I used to ride a "racing bike" along that line
I mean, it was a regular 10 speed then, before mountain bikes and hybrids became the rage. Still, you learned how to deal with the tracks. If you had to go over them, you made sure you did it at an angle.
Tracks aren't a problem at
Tracks aren't a problem at all if you just make sure to cross them at as close to a 90 degree angle as possible.
Nope
As an E Line rider, I’ll take the streetcar over the 39 every time.
The lines in blue on the 1930
The lines in blue on the 1930 map were already bus routes, conversion to bus routes began in 1922.
And most streetcar lines operated direct in mixed traffic like the existing segment from Brigham Circle to Heath St. . The lines with reservations (Commonwealth, Beacon, Huntington east of Brigham Circle, Blue Hill Ave, Columbia Rd, the Fellsway, etc) were the exception, not the norm.
Imagine There's No Track Fires
No Hell below us.
Above us only sky.
Imagine all the people
getting there in time . .
Imagine Mass transportation "leaders" with transportation exp.
Meanwhile, Byford is kicking bus butt in NYC
Can we please have a Byford at MassDOT and/or the T?
Byford inherited a shitstorm
Which means doing anything would look like kicking butt.
Perhaps if the Commonwealth invests less on the T, it will get to the state the MTA was in when Byford showed up. Me, I like that they are investing in the upgrades they are investing in. They should keep doing that instead.
Bring back Rich Davies (or even Dan Grabauskas) and give him a decent maintenance budget and see how things would improve.
The future is not BRT
The future is smart trains or trackless trains already in use in China.

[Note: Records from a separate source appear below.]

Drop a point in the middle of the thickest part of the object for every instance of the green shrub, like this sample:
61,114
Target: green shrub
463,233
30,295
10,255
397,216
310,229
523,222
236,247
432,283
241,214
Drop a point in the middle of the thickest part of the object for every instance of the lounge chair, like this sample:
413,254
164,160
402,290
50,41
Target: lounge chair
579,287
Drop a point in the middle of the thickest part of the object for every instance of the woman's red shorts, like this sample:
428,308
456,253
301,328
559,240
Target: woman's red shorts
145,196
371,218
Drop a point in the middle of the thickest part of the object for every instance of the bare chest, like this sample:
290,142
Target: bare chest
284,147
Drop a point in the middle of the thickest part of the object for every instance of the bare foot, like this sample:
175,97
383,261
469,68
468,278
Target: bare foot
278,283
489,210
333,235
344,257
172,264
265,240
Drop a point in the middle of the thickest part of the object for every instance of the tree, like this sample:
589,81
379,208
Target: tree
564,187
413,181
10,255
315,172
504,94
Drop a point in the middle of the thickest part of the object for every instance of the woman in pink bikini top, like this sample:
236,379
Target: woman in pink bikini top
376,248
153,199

A "trackless train" is a bus.
A "trackless train" is a bus.
The 31 and 32 buses
always seem the most consistently packed routes from Forest Hills even though they both run pretty often—they probably should’ve kept the trolleys.
31 was never a trolley
Though looking at the masses getting on and off that bus at Forest Hills, perhaps it should be a candidate for an upgrade.
The 32 was, and there is video of the trolleys on the line out there on the internet.
I like the longer distance
I like the longer distance connecting routes. Many of those towns have no transit service today.
And the Boston, Worcester, and New York Street Railway was quite the ambitious idea.
Don't let that map fool you...
Not every single trolley route in those days goes into the Tremont Street Subway (aka The Green Line). For instance, in 1930 if you boarded a trolley in Melrose or in Roslindale, you will NOT get a one-seat ride into Park Street Station. The Green Line, at best, had 10 branches during the early decades. And today it only has four.
Yes, but transferring wasn't
Yes, but transferring wasn't that big a deal because everything ran frequently.
Compare that with, say, transferring from the E to a bus at Lechmere today. I don't know how people do it every day. You stand there looking at your watch while more and more trains get turned back at Park Street or Government Center.
Finally you get a Lechmere train, and it creeps along. Maybe you catch the bus, or maybe you're stuck waiting 20 minutes for the next one. Or more if the next bus is late.
The worst for me is the long
The worst for me is the long walk to transfer inbound from a bus to the E.
It's maddening to see a whole crowd of people pouring out of a bus at Lechmere and sprinting for the underpass, only to have the E train then pull away before they can make it.
I really wish the T would actually consider timed transfers.
The Ⓣ Deliberately Causes Passengers To Miss Their Transfers
On their final approach to Wonderland, outbound trains always pause a short distance from the station. Sometimes, there's a legitimate reason for a train to wait there, for example, if another train is switching across the tail tracks ahead of it.
Other times— particularly on weekends when connecting busses run only once an hour— trains will wait until the next bus departs before pulling into the station. This happens far too often for it not to be a deliberate act by the Ⓣ to inconvenience passengers.